Analisis kebutuhan dapat berfokus
pada parameter program pengajaran bahasa secara umum atau pada kebutuhan
komunikatif khusus para pelajar. Yang pertama merujuk kepada analisis situasi
yang berfokus pada macam pertanyaan:
Siapa pelajarnya?
Apa tujuan dan
harapan mereka?
Apa gaya (styles) belajar yang
lebih mereka sukai?
Seberapa
kemampuan guru dalam bahasa target?
Siapa
guru(-guru)nya?
Apa pelatihan dan
pengalaman yang dimiliki guru?
Apa pendekatan
pengajaran yang mereka sukai?
Apa yang
diharapkan guru dari program?
Apa konteks
administratif programnya?
Apa kendala
(misalnya waktu, anggaran, sumber) yang ada?
Apa jenis tes dan
ukuran penilaian yang dibutuhkan?
Pendekatan kedua, analisis kebutuhan komunikatif berhubungan dengan
pengumpulan informasi tentang kebutuhan komunikatif pelajar akan bahasa target
dan melibatkan macam pertanyaan berikut:
Dalam latar
(settings) apa saja pelajar akan menggunakan bahasa target?
Apa hubungan
peran yang terlibat?
Modalitas bahasa
mana yang terlibat (misalnya: membaca, menulis, mendengarkan, berbicara)?
Apa tipe kejadian
komunikasi dan tindak ujaran yang terlibat?
Apa tingkat
kemampuan yang dituntut? {Richards, 1990:2}
Jawab atas
pertanyaan-pertanyaan kedua kelompok itu membantu menentukan tipe keterampilan
bahasa dan tingkat kemampuan bahasa yang akan diberikan dalam program
pembelajaran yang berpusat pada pelajar. Untuk mendapatkannya diperlukan kuesioner pada para pelajar. Bagian
kuesioner yang dilampirkan oleh Richards antara lain mencakup pertanyaan
tentang bagaimana pelajar senang belajar, misalnya:
a) Di kelas,
apakah Anda suka belajar
1. sendiri
2. berpasangan
3. dst.
b) Apakah Anda
menginginkan pekerjaan rumah?
Jika demikian, berapa banyak waktu yang
Anda gunakan di luar jam sekolah?
------- jam sehari
atau
------- jam seminggu
dst.
c) Apakah Anda
ingin
1. menghabiskan seluruh waktu belajar Anda
di kelas/
atau ...
2. dst.
d) Apakah Anda
suka belajar
1. dengan menghafal?
2. dengan memecahkan masalah? dst. ( hal.
27).
2. 2 Bahasa Indonesia dalam Perkembangannya
Bahasa Indonesia dapat dilihat
secara politis dan secara linguistis. Secara politis bahasa Indonesia adalah
bahasa nasional dan bahasa negara bagi seluruh warga negara Republik Indonesia .

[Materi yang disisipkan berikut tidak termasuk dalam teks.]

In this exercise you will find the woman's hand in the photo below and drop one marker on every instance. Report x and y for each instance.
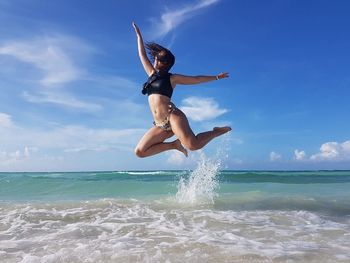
(222, 75)
(137, 30)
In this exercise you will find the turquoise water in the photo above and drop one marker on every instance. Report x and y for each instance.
(203, 215)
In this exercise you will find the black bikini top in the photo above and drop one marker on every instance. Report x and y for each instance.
(158, 83)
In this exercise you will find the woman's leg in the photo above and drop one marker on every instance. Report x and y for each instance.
(153, 142)
(182, 130)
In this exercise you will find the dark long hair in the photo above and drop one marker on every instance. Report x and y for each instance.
(162, 53)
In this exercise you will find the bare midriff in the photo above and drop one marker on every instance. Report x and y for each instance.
(159, 105)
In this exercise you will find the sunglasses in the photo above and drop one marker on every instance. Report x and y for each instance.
(162, 59)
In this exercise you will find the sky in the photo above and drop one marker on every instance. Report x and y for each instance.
(70, 82)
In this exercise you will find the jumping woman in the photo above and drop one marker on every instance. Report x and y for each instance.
(168, 120)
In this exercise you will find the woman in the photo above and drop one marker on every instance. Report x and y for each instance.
(168, 120)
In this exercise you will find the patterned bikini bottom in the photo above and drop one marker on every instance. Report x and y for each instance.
(165, 123)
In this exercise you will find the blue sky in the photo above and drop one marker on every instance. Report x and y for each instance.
(70, 82)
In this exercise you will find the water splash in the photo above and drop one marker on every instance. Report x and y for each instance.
(200, 187)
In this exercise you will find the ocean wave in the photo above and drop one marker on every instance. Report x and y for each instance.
(109, 230)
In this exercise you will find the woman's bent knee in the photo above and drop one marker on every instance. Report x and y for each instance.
(192, 145)
(139, 152)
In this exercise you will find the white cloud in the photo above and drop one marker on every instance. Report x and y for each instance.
(171, 19)
(201, 109)
(61, 99)
(333, 151)
(275, 156)
(7, 157)
(299, 155)
(50, 55)
(5, 120)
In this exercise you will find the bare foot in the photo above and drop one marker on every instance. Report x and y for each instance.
(221, 130)
(179, 147)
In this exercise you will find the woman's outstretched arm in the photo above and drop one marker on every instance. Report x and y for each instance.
(142, 52)
(190, 80)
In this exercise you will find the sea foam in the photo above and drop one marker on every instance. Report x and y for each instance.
(201, 185)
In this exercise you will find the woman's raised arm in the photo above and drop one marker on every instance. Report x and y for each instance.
(142, 52)
(189, 80)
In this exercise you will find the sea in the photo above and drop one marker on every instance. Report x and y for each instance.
(207, 214)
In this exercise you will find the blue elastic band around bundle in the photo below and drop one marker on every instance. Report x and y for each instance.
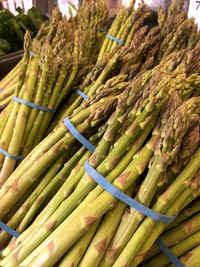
(8, 230)
(125, 198)
(32, 105)
(78, 136)
(31, 54)
(7, 154)
(115, 39)
(102, 30)
(168, 253)
(83, 95)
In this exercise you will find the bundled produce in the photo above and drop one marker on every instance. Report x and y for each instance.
(13, 28)
(133, 134)
(148, 49)
(179, 239)
(45, 79)
(121, 168)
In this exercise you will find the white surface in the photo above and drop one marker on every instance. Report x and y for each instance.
(194, 10)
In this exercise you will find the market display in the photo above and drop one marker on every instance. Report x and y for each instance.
(108, 125)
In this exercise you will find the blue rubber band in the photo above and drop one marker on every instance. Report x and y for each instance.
(115, 39)
(83, 95)
(32, 54)
(168, 253)
(78, 136)
(102, 30)
(32, 105)
(125, 198)
(7, 154)
(9, 230)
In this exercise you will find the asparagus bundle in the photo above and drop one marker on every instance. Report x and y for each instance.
(145, 46)
(180, 240)
(7, 86)
(9, 82)
(89, 212)
(49, 83)
(191, 258)
(148, 119)
(50, 214)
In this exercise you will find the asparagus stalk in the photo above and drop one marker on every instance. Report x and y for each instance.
(103, 236)
(165, 201)
(191, 258)
(179, 249)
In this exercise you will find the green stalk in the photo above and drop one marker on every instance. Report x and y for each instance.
(178, 250)
(74, 255)
(130, 174)
(192, 209)
(177, 234)
(191, 259)
(103, 236)
(166, 200)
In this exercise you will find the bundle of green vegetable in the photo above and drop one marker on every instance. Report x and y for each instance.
(61, 59)
(142, 119)
(13, 28)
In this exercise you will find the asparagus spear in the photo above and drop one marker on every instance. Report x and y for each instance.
(179, 249)
(191, 258)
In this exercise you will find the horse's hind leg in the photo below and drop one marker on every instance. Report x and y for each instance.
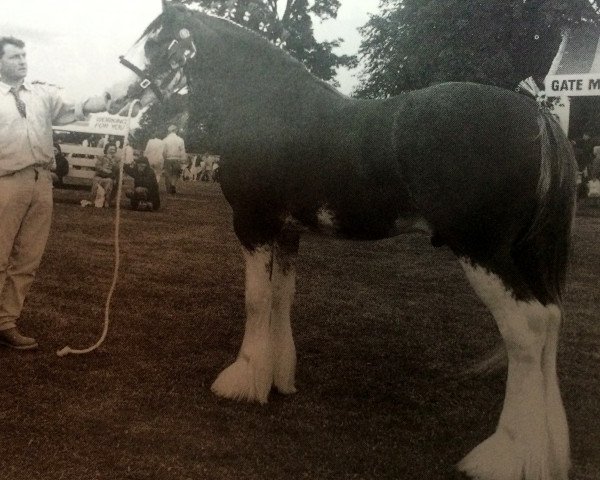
(531, 440)
(284, 284)
(250, 377)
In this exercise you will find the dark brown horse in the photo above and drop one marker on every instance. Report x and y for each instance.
(483, 170)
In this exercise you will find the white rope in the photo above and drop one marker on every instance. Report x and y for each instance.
(66, 350)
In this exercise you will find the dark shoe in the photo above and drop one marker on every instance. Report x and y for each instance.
(13, 339)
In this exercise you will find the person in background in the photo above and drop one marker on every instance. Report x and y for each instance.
(102, 142)
(154, 152)
(174, 153)
(61, 166)
(104, 180)
(28, 110)
(144, 195)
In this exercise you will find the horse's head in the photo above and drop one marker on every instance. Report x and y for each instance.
(156, 62)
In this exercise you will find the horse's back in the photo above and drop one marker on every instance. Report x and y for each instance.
(470, 157)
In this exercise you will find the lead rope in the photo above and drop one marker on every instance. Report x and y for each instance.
(66, 350)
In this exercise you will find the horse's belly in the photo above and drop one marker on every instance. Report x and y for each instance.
(330, 223)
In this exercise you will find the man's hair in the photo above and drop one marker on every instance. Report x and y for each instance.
(10, 41)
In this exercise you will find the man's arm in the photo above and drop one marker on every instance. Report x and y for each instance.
(64, 112)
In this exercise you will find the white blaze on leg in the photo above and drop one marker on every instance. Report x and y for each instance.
(251, 375)
(522, 446)
(284, 351)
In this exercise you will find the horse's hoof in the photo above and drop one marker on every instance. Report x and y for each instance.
(240, 381)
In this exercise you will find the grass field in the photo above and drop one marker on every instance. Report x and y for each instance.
(380, 328)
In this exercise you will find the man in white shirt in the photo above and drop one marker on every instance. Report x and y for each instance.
(154, 152)
(174, 154)
(27, 112)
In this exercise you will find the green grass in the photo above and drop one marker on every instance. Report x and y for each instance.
(379, 328)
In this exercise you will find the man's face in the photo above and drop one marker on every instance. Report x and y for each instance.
(13, 64)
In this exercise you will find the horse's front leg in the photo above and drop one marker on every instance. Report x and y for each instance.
(250, 377)
(284, 286)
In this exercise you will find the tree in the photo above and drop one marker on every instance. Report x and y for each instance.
(414, 43)
(291, 28)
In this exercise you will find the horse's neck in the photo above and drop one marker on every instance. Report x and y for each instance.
(251, 81)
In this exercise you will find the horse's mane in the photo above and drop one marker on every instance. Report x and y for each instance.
(252, 37)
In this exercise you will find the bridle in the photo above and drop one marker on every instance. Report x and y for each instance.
(179, 52)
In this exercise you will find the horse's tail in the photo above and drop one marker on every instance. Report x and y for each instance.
(542, 251)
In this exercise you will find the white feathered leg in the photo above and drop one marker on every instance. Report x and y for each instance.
(284, 350)
(557, 419)
(250, 377)
(530, 430)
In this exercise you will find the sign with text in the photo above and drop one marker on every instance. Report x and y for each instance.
(575, 85)
(109, 124)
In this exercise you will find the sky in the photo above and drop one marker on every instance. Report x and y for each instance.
(76, 43)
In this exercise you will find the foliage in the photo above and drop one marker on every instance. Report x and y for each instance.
(411, 44)
(292, 29)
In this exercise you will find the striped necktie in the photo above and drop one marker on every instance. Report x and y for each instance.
(21, 107)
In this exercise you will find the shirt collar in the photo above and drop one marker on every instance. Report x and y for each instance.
(5, 88)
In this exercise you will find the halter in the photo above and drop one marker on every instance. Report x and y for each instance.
(178, 52)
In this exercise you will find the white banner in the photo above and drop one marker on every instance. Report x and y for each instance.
(575, 85)
(108, 124)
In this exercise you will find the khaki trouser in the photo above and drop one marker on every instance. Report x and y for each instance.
(25, 217)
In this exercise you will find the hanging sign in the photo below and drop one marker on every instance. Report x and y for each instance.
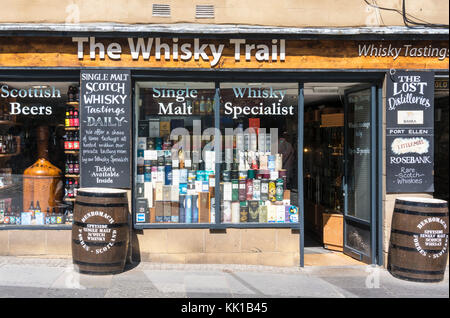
(409, 132)
(105, 128)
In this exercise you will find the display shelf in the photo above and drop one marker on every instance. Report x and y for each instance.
(9, 123)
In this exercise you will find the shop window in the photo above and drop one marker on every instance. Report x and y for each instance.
(258, 123)
(38, 152)
(175, 162)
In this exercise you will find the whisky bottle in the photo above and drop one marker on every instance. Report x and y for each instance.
(202, 106)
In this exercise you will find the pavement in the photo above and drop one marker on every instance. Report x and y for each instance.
(50, 278)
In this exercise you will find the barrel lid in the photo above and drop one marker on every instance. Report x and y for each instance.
(101, 192)
(422, 200)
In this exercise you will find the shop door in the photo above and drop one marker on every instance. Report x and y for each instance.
(359, 164)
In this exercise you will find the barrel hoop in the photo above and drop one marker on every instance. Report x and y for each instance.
(98, 243)
(103, 205)
(109, 226)
(415, 271)
(101, 195)
(397, 210)
(97, 264)
(412, 249)
(421, 280)
(422, 204)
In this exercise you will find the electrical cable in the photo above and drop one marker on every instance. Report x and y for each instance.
(408, 18)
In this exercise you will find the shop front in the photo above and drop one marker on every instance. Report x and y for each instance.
(247, 149)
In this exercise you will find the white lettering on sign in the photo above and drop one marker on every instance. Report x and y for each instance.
(170, 50)
(432, 243)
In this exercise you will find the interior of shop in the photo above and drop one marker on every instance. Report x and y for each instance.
(38, 121)
(324, 166)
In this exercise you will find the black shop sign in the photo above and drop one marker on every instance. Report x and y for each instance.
(409, 132)
(105, 129)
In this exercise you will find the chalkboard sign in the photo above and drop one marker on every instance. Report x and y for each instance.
(409, 132)
(105, 129)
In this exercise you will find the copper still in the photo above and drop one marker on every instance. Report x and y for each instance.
(42, 181)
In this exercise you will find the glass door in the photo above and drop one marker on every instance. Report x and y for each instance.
(359, 162)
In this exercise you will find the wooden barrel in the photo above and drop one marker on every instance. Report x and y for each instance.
(100, 232)
(418, 246)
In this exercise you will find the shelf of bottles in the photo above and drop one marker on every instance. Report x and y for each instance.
(71, 148)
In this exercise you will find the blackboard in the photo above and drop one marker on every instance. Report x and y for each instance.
(409, 132)
(105, 106)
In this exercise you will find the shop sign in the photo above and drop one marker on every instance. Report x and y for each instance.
(409, 132)
(105, 128)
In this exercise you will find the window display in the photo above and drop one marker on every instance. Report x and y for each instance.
(175, 167)
(38, 137)
(258, 169)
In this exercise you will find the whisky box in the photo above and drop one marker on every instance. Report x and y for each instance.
(148, 192)
(159, 208)
(227, 191)
(212, 202)
(167, 211)
(226, 212)
(176, 177)
(153, 128)
(140, 190)
(264, 190)
(243, 209)
(142, 143)
(293, 214)
(253, 211)
(254, 123)
(175, 210)
(242, 190)
(158, 191)
(188, 208)
(272, 213)
(256, 189)
(278, 162)
(152, 213)
(160, 174)
(204, 207)
(142, 215)
(182, 188)
(281, 213)
(164, 128)
(183, 175)
(263, 162)
(262, 141)
(176, 123)
(143, 128)
(249, 189)
(174, 193)
(235, 212)
(167, 192)
(234, 190)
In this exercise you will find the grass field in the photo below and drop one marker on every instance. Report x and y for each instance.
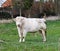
(9, 39)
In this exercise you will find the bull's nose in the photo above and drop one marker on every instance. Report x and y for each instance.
(18, 25)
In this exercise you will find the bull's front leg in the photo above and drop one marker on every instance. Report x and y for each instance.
(24, 35)
(43, 34)
(19, 32)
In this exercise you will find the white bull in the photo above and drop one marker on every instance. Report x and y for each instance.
(25, 25)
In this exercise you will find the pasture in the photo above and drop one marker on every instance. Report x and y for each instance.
(9, 39)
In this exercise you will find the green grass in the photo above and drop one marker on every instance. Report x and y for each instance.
(10, 38)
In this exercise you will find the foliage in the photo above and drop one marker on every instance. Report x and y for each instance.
(27, 4)
(5, 15)
(9, 36)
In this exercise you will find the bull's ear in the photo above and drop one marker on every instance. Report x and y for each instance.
(44, 16)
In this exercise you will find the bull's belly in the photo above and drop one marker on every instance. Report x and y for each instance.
(32, 28)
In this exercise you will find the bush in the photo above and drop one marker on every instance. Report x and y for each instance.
(5, 15)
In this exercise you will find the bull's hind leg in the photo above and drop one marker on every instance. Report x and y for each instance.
(19, 32)
(24, 35)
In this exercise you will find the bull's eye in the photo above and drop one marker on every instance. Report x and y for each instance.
(18, 25)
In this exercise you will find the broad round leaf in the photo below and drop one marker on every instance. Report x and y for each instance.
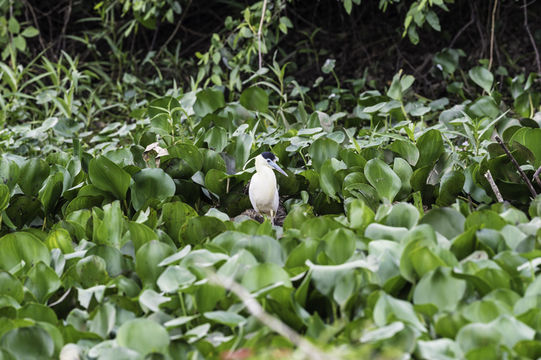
(173, 277)
(11, 286)
(42, 281)
(143, 335)
(32, 175)
(4, 197)
(151, 185)
(255, 98)
(208, 101)
(430, 146)
(50, 193)
(264, 275)
(29, 343)
(22, 246)
(147, 259)
(183, 161)
(108, 176)
(228, 318)
(321, 150)
(482, 77)
(383, 179)
(440, 288)
(199, 228)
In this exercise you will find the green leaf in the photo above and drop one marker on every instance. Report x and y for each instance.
(199, 228)
(164, 114)
(183, 161)
(402, 215)
(216, 181)
(388, 309)
(446, 221)
(440, 288)
(175, 215)
(321, 150)
(42, 281)
(482, 77)
(4, 197)
(151, 186)
(216, 138)
(108, 225)
(91, 271)
(324, 276)
(9, 171)
(33, 174)
(59, 239)
(255, 99)
(430, 146)
(451, 185)
(22, 246)
(10, 286)
(228, 318)
(50, 193)
(339, 245)
(359, 214)
(147, 259)
(13, 25)
(173, 277)
(530, 138)
(29, 343)
(263, 275)
(144, 336)
(108, 176)
(383, 179)
(407, 150)
(328, 180)
(30, 32)
(207, 101)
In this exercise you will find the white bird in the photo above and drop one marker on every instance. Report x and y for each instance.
(263, 190)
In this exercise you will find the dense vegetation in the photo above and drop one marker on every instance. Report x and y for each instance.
(410, 132)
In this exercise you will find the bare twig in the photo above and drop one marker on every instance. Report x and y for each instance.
(62, 37)
(517, 166)
(532, 40)
(259, 33)
(311, 351)
(179, 24)
(36, 23)
(536, 176)
(492, 34)
(495, 189)
(472, 18)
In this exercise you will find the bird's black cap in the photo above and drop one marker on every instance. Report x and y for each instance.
(268, 155)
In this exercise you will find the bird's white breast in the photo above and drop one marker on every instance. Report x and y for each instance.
(263, 191)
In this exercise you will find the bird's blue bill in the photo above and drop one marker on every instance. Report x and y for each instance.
(274, 165)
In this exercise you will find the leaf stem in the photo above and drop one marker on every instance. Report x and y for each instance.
(517, 166)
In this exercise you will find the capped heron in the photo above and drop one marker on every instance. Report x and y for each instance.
(263, 190)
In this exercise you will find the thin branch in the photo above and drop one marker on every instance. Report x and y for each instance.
(62, 37)
(536, 176)
(259, 33)
(462, 29)
(517, 166)
(36, 23)
(532, 40)
(179, 24)
(492, 34)
(495, 189)
(311, 351)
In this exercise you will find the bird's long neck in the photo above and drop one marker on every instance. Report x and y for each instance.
(262, 168)
(261, 164)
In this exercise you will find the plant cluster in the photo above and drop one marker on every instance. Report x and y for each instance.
(413, 225)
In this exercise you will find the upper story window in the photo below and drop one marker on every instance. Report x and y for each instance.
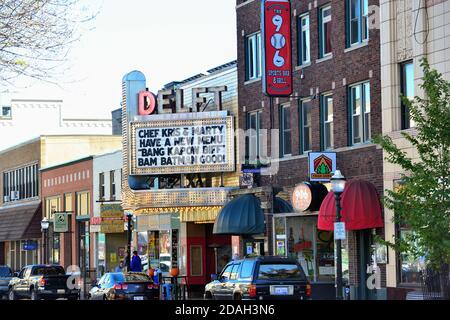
(6, 112)
(285, 130)
(407, 90)
(101, 186)
(326, 115)
(357, 21)
(112, 185)
(306, 129)
(304, 51)
(254, 137)
(359, 100)
(21, 183)
(253, 56)
(324, 31)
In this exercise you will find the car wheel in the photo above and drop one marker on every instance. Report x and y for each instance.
(208, 296)
(34, 295)
(11, 295)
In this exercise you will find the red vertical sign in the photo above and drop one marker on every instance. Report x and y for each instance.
(277, 55)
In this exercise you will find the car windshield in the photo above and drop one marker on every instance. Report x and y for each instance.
(5, 272)
(279, 271)
(48, 271)
(135, 277)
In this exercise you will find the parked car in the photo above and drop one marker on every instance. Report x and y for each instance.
(125, 286)
(42, 282)
(5, 277)
(260, 278)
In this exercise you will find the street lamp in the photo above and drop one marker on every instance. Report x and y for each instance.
(338, 186)
(129, 219)
(44, 227)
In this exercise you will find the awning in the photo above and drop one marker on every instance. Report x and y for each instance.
(282, 206)
(21, 222)
(360, 205)
(241, 216)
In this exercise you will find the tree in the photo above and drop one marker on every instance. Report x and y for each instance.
(35, 36)
(422, 202)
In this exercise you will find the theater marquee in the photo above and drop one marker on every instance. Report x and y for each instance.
(182, 145)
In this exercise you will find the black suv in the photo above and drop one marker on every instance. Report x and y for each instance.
(260, 278)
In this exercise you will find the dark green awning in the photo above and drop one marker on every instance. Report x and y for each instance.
(241, 216)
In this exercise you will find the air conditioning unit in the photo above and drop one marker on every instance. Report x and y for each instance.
(14, 195)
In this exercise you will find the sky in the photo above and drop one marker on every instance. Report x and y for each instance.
(167, 40)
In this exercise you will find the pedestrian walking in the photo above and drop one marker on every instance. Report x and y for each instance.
(120, 267)
(136, 263)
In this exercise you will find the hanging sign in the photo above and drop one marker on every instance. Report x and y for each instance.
(61, 222)
(322, 166)
(277, 55)
(339, 231)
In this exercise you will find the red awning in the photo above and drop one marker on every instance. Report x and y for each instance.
(360, 204)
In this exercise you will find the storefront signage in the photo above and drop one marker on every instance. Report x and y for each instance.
(182, 146)
(339, 231)
(61, 222)
(112, 218)
(277, 55)
(301, 197)
(174, 248)
(322, 166)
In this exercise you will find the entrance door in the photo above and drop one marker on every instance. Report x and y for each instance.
(365, 241)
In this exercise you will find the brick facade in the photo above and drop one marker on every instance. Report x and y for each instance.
(346, 67)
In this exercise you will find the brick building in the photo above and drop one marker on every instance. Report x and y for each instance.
(336, 106)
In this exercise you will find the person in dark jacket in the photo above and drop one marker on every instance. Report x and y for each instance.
(136, 264)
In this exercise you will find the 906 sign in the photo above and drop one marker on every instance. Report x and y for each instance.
(277, 55)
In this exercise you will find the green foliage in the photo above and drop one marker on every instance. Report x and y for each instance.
(422, 202)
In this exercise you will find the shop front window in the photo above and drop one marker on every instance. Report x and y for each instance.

Kedudukan dan fungsi bahasa Indonesia ini telah dirumuskan dalam Politik Bahasa Nasional (Amran Halim,
ed,, 1976) dan telah banyak dikutip. Secara linguistis bahasa Indonesia adalah
salah satu bahasa di dunia yang memiliki sistem tersendiri seperti
bahasa-bahasa lain. Sistem ejaan telah jelas dengan adanya Pedoman Ejaan Bahasa Indonesia yang Disempurnakan (Pedoman EYD};
kosakatanya tergambar dalam Kamus Besar
Bahasa Indonesia; sedangkan sistem fonologi, morfologi, dan sintaksisnya
dapat dipelajari dalam Tata Bahasa Baku
Bahasa Indonesia (TBBBI) yang edisi terakhirnya disusun oleh Hasan Alwi
dkk.(1998) dan buku-buku tata bahasa yang lain.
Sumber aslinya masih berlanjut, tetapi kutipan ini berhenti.